L’environnement s’est en effet considérablement durci pour l’industrie de la gestion d’actifs. La concurrence était en effet déjà forte avec, il faut s’en souvenir, l’agrément donné par l’Autorité des marchés financiers à près d’une petite cinquantaine de sociétés de gestion en création tous les ans jusqu’à il y a peu. Mais celle-ci s’est trouvée encore considérablement renforcée par l’arrivée des ETF (trackers) qui depuis quelques années gagnent régulièrement de fortes parts de marché. L’existence depuis maintenant quelques années de marchés heurtés, voir violents, a rendu l’objectif de réalisation de bonnes performances difficile, au moins dans la durée et plus encore dans leur régularité. Beaucoup d’investisseurs dits «longs», caisses de retraite ou compagnies d’assurances, voient leurs horizons d’investissement se réduire du fait d’une baisse de leurs horizons d’investissement. Quand ce n’est pas le cas, la réglementation les empêche d’investir dans des actifs perçus ou définis comme à risque. Le coût de la réglementation, qui s’exprime en coûts humains et logistiques, ainsi que la nécessaire amélioration des pratiques conduisent, comme la concurrence exacerbée, à une érosion des marges. Les «points morts», niveau minimum d’actif sous gestion nécessaire à la capacité pour une société de gestion à être rentable, augmentent. Couplé à la difficulté croissante de trouver des actifs pour lancer des fonds («seed money»), ce phénomène conduit à voir le nombre de créations de sociétés de gestion diminuer.

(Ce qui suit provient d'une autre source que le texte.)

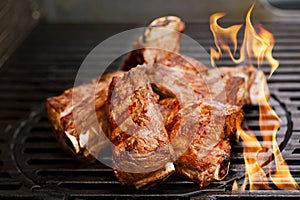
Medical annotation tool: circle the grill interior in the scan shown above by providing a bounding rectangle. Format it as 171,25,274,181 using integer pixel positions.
0,22,300,199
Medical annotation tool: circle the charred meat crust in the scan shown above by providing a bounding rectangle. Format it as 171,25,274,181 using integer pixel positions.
106,66,175,188
45,71,123,162
160,98,243,188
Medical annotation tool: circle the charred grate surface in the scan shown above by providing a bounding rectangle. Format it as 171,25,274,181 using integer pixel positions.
0,22,300,199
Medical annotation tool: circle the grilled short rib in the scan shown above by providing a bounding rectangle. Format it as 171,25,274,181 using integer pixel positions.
121,16,185,70
160,98,243,188
46,71,123,162
106,65,175,188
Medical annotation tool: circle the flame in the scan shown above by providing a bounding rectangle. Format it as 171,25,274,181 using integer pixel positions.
210,4,279,77
259,75,299,190
210,2,299,192
237,124,270,190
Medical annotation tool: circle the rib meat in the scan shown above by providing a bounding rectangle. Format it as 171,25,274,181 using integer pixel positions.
121,16,185,70
160,98,243,188
107,65,175,188
46,71,123,162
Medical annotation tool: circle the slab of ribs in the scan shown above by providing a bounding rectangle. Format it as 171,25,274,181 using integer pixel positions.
46,16,269,189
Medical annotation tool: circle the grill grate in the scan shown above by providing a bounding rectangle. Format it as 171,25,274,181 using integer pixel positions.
0,22,300,199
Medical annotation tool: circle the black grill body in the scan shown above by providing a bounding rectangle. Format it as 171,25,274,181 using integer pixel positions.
0,22,300,200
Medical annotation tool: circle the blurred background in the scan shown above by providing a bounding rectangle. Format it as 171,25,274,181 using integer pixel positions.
31,0,300,24
0,0,300,66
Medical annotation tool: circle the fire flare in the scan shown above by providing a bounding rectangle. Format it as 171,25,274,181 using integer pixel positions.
210,4,299,192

Comme cela est souvent le cas dans tous les secteurs, un ralentissement de la croissance couplée à une baisse de rentabilité conduit ou devrait conduire à une phase de concentration. Ce n’est ici pas si évident. Nous parlons là en effet d’une industrie ou l’actif est un actif humain, ce qui rend bien sûr les opérations de croissance extrêmement compliquées. Un choc culturel consécutif à une absorption d’un petit par un grand ou par une alliance entre deux «petits» est un risque réel et potentiellement mortel ou a minima destructeur de valeur. Cela d’autant plus que les sociétés de gestion ayant en grande partie les mêmes clients, un plus un ne font très souvent pas deux…

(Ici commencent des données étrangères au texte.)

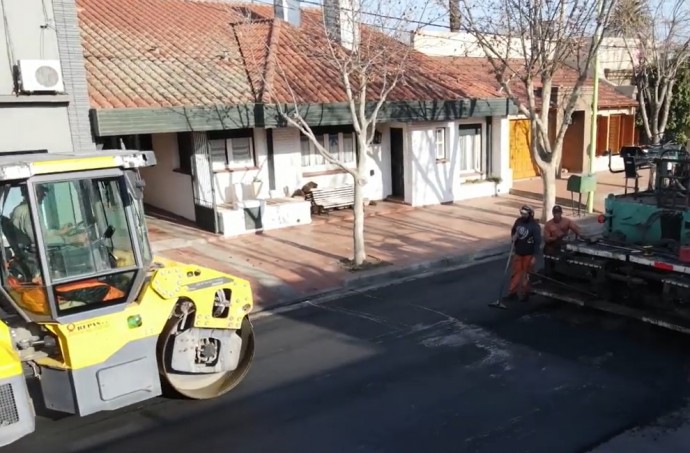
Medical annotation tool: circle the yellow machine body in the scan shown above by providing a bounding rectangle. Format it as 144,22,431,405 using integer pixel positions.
0,151,254,446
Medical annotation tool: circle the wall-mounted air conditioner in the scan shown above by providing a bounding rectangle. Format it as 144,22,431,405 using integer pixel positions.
18,60,65,93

Plus que jamais, innovation et/ou performances sur la durée deviennent indispensables. L’un comme l’autre ne sont ni faciles à réaliser, ni surtout possibles à décréter !

Nous faisons toujours un beau métier, dont la France s’est fait une spécialité reconnue (y compris par nos amis britanniques…). Ce métier n’a jamais été facile mais, pour toutes les raisons invoquées ci-dessus, il l’est de moins en moins, exigeant toujours plus de rigueur, plus de moyens, et cela sans brider l’expression des talents.